The answer to cloud security is shared responsibility

Public cloud providers are serious about their security. Frankly, they have no choice. Initially there were countless concerns about the security of data in multi-tenant architectures and on infrastructures not directly under the enterprise’s thumb. Since then, cloud providers have worked hard to assure users that their infrastructures-for-rent are just as secure as on-premise data centres – perhaps even more so. In fact, as more and more highly-regulated sectors, such as healthcare, finance and defence, deepen and broaden their public cloud profiles, it’s clear that the industry’s largest cloud providers have appeared convincing.

With this in mind, it’s easy to overlook the fact that these companies are cloud vendors, not security vendors. This is largely why they’ve tried to make it obvious that their security and compliance goes only so far, and that responsibility for the rest of it falls on customers, as the shared security model outlines.  

This hasn’t stopped public cloud providers from pitching cloud-native security solutions as add-ons to their services. At first blush, purchasing cloud-native security seems like it has advantages. Let’s break them down.

  • User Experience: For users accustomed to a particular platform, this is perhaps the accidental selling point. The console is familiar, the functionality is straightforward, and the user experience is reasonably curated.
  • Speed: One of the drivers for cloud adoption is time-to-market, and native solutions offer very rapid time-to-functionality.
  • Turn-Key: When data is retained in one place, there’s no need to exit the platform to retrieve information being housed outside the platform.
  • Scale: Because it is built into the platform – or appears to be, anyway -, native tooling should operate at similar scale to other cloud services.
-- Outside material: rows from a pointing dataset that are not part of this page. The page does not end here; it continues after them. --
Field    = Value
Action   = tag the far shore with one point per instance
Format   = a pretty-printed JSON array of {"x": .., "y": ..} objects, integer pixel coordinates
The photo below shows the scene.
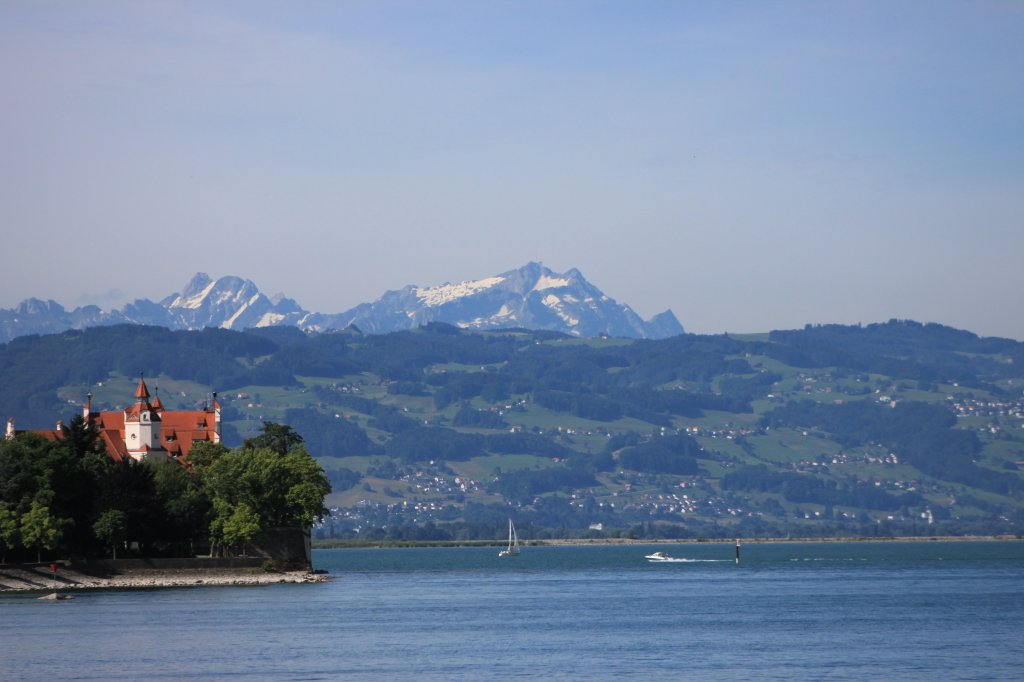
[{"x": 366, "y": 544}]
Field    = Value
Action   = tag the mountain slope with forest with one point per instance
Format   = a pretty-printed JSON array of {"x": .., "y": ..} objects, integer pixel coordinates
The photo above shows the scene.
[{"x": 439, "y": 432}]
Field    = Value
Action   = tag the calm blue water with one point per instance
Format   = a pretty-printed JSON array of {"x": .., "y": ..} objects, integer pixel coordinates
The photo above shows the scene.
[{"x": 806, "y": 611}]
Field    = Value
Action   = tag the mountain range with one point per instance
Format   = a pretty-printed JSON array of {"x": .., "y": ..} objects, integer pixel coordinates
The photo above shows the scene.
[{"x": 530, "y": 297}]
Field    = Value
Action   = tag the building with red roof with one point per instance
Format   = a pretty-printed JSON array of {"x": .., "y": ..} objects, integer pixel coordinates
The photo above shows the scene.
[{"x": 145, "y": 430}]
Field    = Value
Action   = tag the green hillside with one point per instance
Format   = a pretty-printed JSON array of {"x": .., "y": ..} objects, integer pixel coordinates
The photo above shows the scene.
[{"x": 897, "y": 428}]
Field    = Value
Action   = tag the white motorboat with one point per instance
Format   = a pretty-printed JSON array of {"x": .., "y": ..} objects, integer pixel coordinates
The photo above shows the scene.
[{"x": 658, "y": 556}]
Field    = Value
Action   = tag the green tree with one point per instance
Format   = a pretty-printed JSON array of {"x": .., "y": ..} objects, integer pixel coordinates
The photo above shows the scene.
[
  {"x": 112, "y": 528},
  {"x": 41, "y": 529},
  {"x": 9, "y": 536},
  {"x": 258, "y": 485},
  {"x": 236, "y": 524}
]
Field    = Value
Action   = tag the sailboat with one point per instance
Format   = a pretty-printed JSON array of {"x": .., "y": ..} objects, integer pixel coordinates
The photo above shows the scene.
[{"x": 513, "y": 548}]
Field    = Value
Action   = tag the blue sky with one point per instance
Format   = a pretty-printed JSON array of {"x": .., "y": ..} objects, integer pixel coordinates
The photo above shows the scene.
[{"x": 751, "y": 165}]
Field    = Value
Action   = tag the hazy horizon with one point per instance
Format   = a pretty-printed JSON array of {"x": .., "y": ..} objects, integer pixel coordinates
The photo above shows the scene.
[{"x": 751, "y": 166}]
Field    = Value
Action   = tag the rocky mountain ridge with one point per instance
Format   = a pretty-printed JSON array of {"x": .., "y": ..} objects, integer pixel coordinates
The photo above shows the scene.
[{"x": 530, "y": 297}]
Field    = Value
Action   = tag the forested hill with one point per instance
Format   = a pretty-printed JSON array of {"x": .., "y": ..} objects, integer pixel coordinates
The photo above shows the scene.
[{"x": 896, "y": 427}]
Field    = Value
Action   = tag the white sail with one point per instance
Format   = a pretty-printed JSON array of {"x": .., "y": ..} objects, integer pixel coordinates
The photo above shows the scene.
[{"x": 513, "y": 547}]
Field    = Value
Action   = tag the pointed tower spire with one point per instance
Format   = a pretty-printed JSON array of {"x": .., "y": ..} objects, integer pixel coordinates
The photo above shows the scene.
[{"x": 141, "y": 392}]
Those are definitely some out-of-the-box positives, but what’s under the hood? Cloud-native security products all do their machine learning based on log data. That means that for solutions that rely on logs, the insights are largely surface-level and not based on behavioural patterns. They are not going to detect everything–including unreported rogue instances. The result is a sea of data points that require human interpretation.

Additionally, with public cloud providers only securing the cloud infrastructure, the unpleasant results of any misconfigurations, encryption failures, or other vulnerabilities above the hypervisor level are the responsibility of the security team alone. The best way to reassure your organisation that data and workload will be safe is to invest in hybrid security solutions that deliver complete visibility across your cloud-first enterprise, detect suspicious traffic patterns across the application delivery chain, and provide one-click investigation for each threat detection on-prem and on the public cloud. Network detection and response tools give cloud security teams the power to easily monitor and immediately remediate incidents most likely to impact the business in the hybrid cloud.

Although Asia lagged behind the United States and Europe in cloud services adoption before, the region is catching up. IDC anticipates that spending on public cloud services and infrastructure in the Asia-Pacific region, excluding Japan, will grow at a CAGR of about 27 percent by 2021 – faster than any other region. In Singapore, the IMDA recently launched a series of initiatives including Services 4.0, which puts cloud native architecture at the centre of the evolving infocommunicatons and media ecosystem, and GoCloud, to help the country’s small-and medium-sized businesses move to the cloud. As more and more companies migrate business-critical applications to the cloud to take advantage of greater scale and efficiency, the pressure is on security teams to maintain the same level of protection. 

Gartner predicts that by 2022, at least 95 percent of cloud security failures will have occurred somewhere in the customer’s portion of the shared responsibility model. If anything, that figure is proof that cloud providers are doing their part. The rest is up to you.